How it plays out (in Robs super-oversimplified world)
Why it’s scary
This is scary since where ever we are now, we ARE NOT at the same place this worked for them in the past. We’ve also entirely skipped the part where we identify the problem. Even if the business is identical and we make the same product/service, the way our systems are setup will differ in some fashion. Generally we’re not in the exact same industry, making the differences even greater. Further, the individual who puts this idea forward likely does not understand the specifics of what was done, only the end product (it’s seldom a Director or higher I meet who truely cares to learn the technical specifics). So even if the solution worked exactly as remembered, they do not fully understand the pretzels their tech teams had to wrap themselves into in order to deliver.
How it should play out (in Robs super over-simplified world)
Getting from scary to supportive
Technical teams (whether it be IT, legal, communications, etc) are the experts in solving problems, so we get very concerned when instead we’re fed solutions.
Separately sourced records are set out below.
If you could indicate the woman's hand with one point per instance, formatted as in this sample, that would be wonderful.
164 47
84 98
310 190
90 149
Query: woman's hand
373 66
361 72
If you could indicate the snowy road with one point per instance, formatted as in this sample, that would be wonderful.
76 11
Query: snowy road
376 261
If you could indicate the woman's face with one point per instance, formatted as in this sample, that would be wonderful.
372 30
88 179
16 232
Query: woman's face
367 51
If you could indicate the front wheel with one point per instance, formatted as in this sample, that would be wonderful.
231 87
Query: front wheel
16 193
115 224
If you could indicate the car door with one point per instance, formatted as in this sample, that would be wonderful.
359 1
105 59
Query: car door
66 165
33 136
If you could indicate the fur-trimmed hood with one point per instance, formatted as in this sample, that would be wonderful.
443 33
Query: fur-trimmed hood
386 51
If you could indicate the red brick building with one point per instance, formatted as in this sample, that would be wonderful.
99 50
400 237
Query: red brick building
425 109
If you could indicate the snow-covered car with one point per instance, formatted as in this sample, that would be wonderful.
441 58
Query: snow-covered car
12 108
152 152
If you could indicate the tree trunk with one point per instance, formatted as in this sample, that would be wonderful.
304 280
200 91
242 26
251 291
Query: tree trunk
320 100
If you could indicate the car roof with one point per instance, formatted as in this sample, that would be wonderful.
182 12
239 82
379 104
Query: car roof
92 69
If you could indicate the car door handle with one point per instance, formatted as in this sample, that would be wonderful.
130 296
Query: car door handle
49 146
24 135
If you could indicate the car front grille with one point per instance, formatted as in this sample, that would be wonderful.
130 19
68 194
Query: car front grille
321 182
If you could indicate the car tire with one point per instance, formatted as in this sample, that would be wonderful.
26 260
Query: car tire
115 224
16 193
The best way to improve this relationship is, well, to improve the relationship. I personally spend a great deal of time working with my partner teams and sharing the basic concepts / patterns/ processes that my team uses. This helps demystify tech (that said a lot of it is still magic to me) for my partners, and, more importantly, helps build trust. This is needed for those times I have to tell them that what their VP said may have worked somewhere else, but it may not work here.
In the end it all boils down to the strength of relationships with partner teams. These scary phrases will continue to come up, but, they should become less and less scary as time goes on and more and more folks know to trust their tech.